Doomsaying prognostications, odd questions, free will talk for some reason, evidence free assertions about voters and their interests, doubts and fears...
And precisely 0.0 alternatives offered.
I can't imagine anyone being surprised that we've ended up with Trump et al. When all you offer is un-actionable thoughts and cowardly status quo, no one will listen to you. Meanwhile, the cohort of disenfranchised, disposable people grows around you until they fear the status quo more than they fear change.
The richest country in the world cannot save their own citizens from poverty. Not to mention most number of millionaires and billionaires. Obviously the solution is to impose tariffs based on some made up numbers. Wonderful idea!
I've met a lot of people in St. Louis working various factory jobs. Making different kinds of specialized equipment, food products. I think they get paid $25+ an hour starting out. A fair amount seem like tedious jobs.
There's around 12.8 million people in the US working in manufacturing.
some benefit. many have been in a state of perpetual poverty/welfare, but we don't see those in the official stats because the rich are so rich here it skews numbers
> Saying Americans haven’t been hurt they’ve benefited applies to white collar workers only - no change to jobs and cheaper goods.
And that's a big reason why Trump won: white collar workers, like the GP, lecturing blue collar workers, while being ignorant of their actual situation.
And what Trump has been doing does not actually serve blue collar workers.

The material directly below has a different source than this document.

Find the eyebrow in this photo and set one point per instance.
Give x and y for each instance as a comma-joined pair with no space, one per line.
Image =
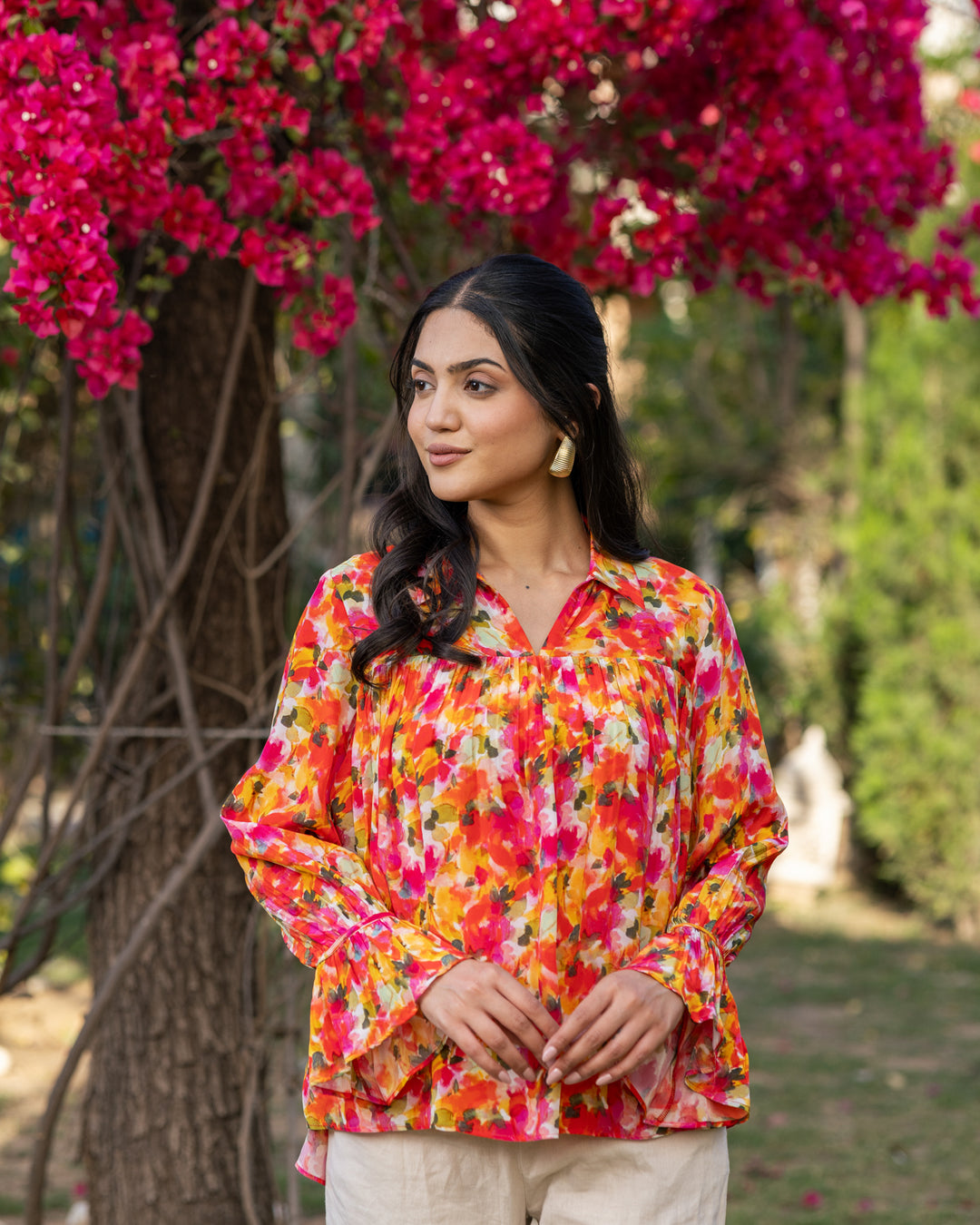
458,367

Republican policies don't serve blue collar workers in general: anti union policies, for one.
Republican policies serve billionaires and make no attempts to hide this, but they win blue collar votes from foolish people who believe culture war narratives matter.
The culture war was invented to distract from class war waged by billionaires against the working class, hello.

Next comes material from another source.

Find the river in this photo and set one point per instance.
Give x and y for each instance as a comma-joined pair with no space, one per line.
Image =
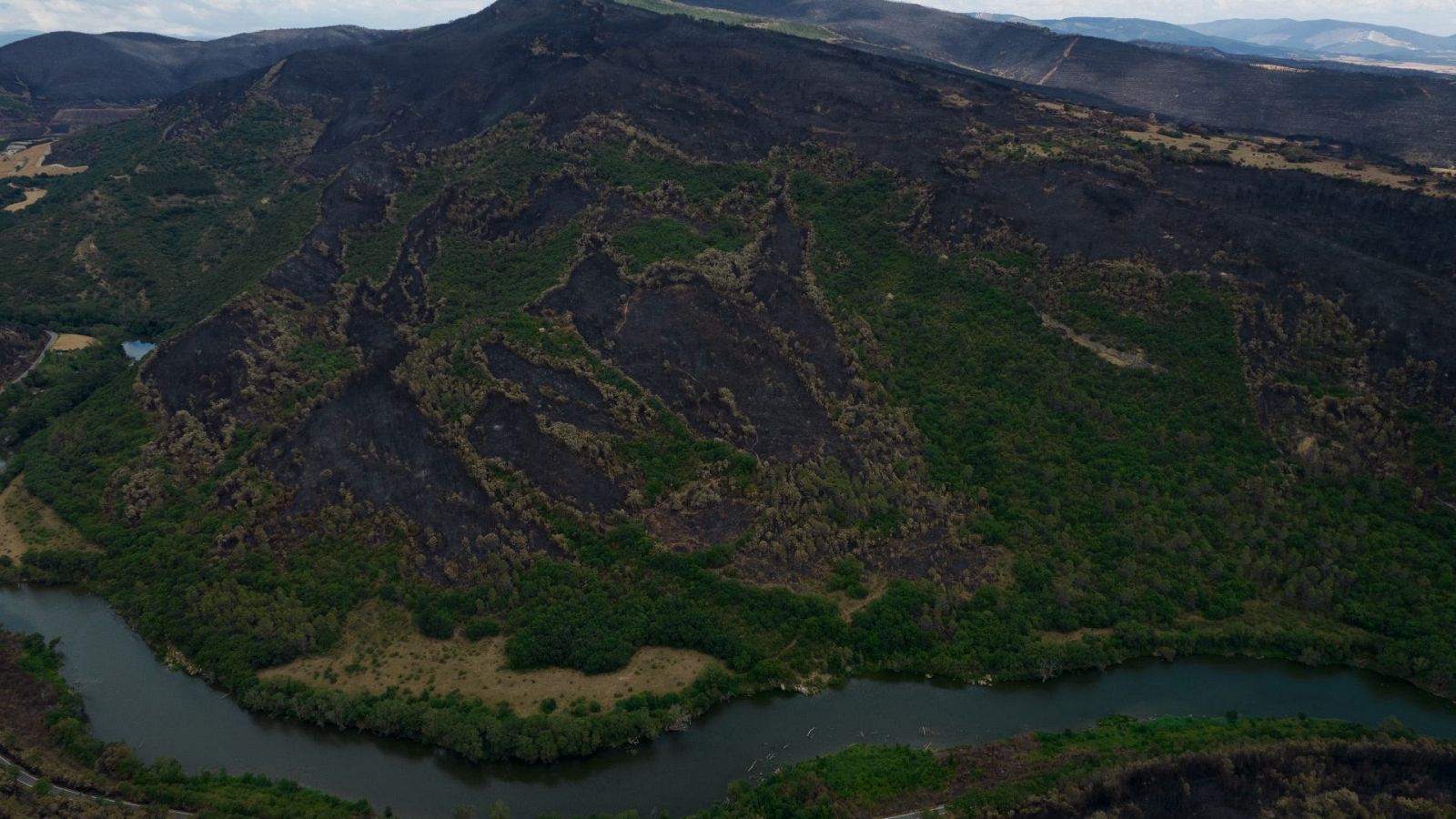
162,713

You've just repeated the Democratic party line, designed to cover their ass for their inaction and inattention. Democrats will lecture the blue collar working class to not believe their lying eyes and trust the Democrats, then lecture them on how they have to because Republicans are so much worse.

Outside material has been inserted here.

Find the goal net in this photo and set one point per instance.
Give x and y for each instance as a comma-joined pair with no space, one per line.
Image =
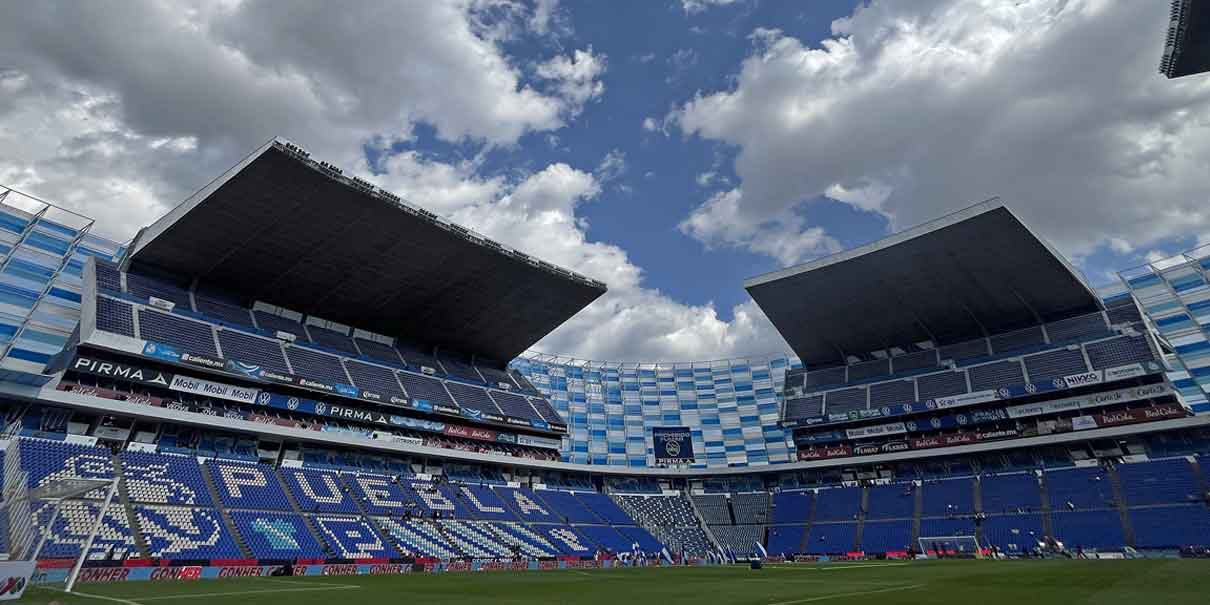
951,547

It's a dumb strategy, and it isn't working anymore.
> Americans have been hurt for 50 years … yes manufacturing going overseas was a huge change and many administrations didn’t do enough to help affected workers. Buuuuuut - placing tariffs on our allies that will likely lead to a recession makes no sense.
Yeah, some tariffs aren't a bad idea. But this plan? Just stupid, without any thought or strategy behind it.
The tariffs should be used more strategically to reorganize supply chains, not these blanket tariffs of low cost and high cost places. And probably ratchet them up slowly, to give time for production to move, instead of a big bang of putting them up everywhere.
So tariff China and Mexico, not Canada and Germany.
> yes manufacturing going overseas was a huge change and many administrations didn’t do enough to help affected workers
Manufacturing didn’t go overseas - it got automated. The US is still the world’s 2nd largest manufacturer, the share of GDP going to manufacturing has been flat since 1950, and so on.
What happened is automation made manufacturing need vastly fewer workers. Nothing is “being jobs back” from a fairy tale reason.
New debt is only more expensive if you have to exchange something of value to obtain the USD to pay down the debt. But since the Fed can expand the money supply at will, it's essentially creating new USD out of thin air which can be used.
(This is how the US has been able to sustain such a large debt without any real consequences.)
What will happen though is that interest rates on T bills will rise, so yes, in that sense, it does eventually become "more expensive" to service new debt. But again it's in nominal dollar terms and so it's just a matter of issuing more dollars. The trick is to do this in a way that doesn't devalue the dollar thus triggering an inflationary cycle.
Devaluing the dollar and subsidizing production in the US makes far more sense.
But I’m not an economist or anything.